March 12, 2026
Rajashri Das

Design and the Question of Authority

Design is power because it is interpretation. To design is to decide what is central and what is peripheral. That authority has largely belonged to humans. It may not for much longer. 

This is not a rejection of progress. The world is moving fast. Artificial intelligence now designs interfaces, writes code, builds systems, and makes decisions in seconds. It consumes energy and water at scale to do so. And we call that efficiency. The same human mind that once questioned God during the Renaissance now asks algorithms what to write, what to choose, what to think. We fought wars. We built nations. Now we outsource judgement. Speed has increased. Authority is slipping. 
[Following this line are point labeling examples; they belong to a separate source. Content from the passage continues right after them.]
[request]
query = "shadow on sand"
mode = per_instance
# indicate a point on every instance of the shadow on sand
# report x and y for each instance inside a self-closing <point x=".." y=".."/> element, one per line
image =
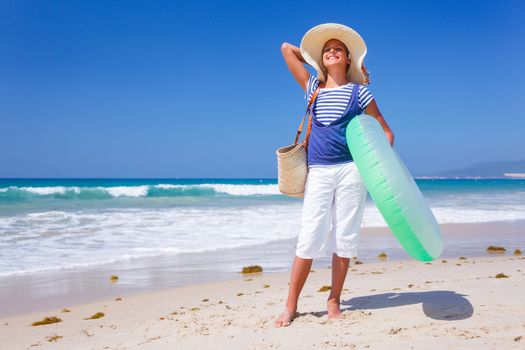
<point x="438" y="305"/>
And authority has slipped before. During the Renaissance, humans began to question divine power and reconsider their place in the hierarchy of the world. The idea that authority could be examined, even challenged, took hold. Art reflected that shift. In The Creation of Adam, Adam does not kneel or shrink. He meets God at eye level. The space between them is narrow.  Meaning is no longer untouchable. It is open to human interpretation. 

If the Renaissance brought interpretation into human hands, the AI era is quietly taking it back. Algorithms decide what ranks first, what gets seen, what is suggested, what disappears. They influence decisions before humans realise a decision has been shaped. We call it progress. We rarely call it power. But when machines interpret the world for us, humans are no longer the final authority.

If AI can interpret, generate, and build systems on its own, what keeps designers relevant? When algorithms decide the order, draft the layout, and shape the flow, humans step back. The structure is set before the designer begins. The designer edits what the system has already created. When machines interpret, they hold part of the power. 

If Renaissance was a moment when humans claimed authority over meaning, then the AI era asks a harder question. What happens when interpretation is no longer only human? What is left for humans when systems make the decisions? Is this another shift in power, or the start of something else? The destabilisation has begun. Where it leads is still unclear.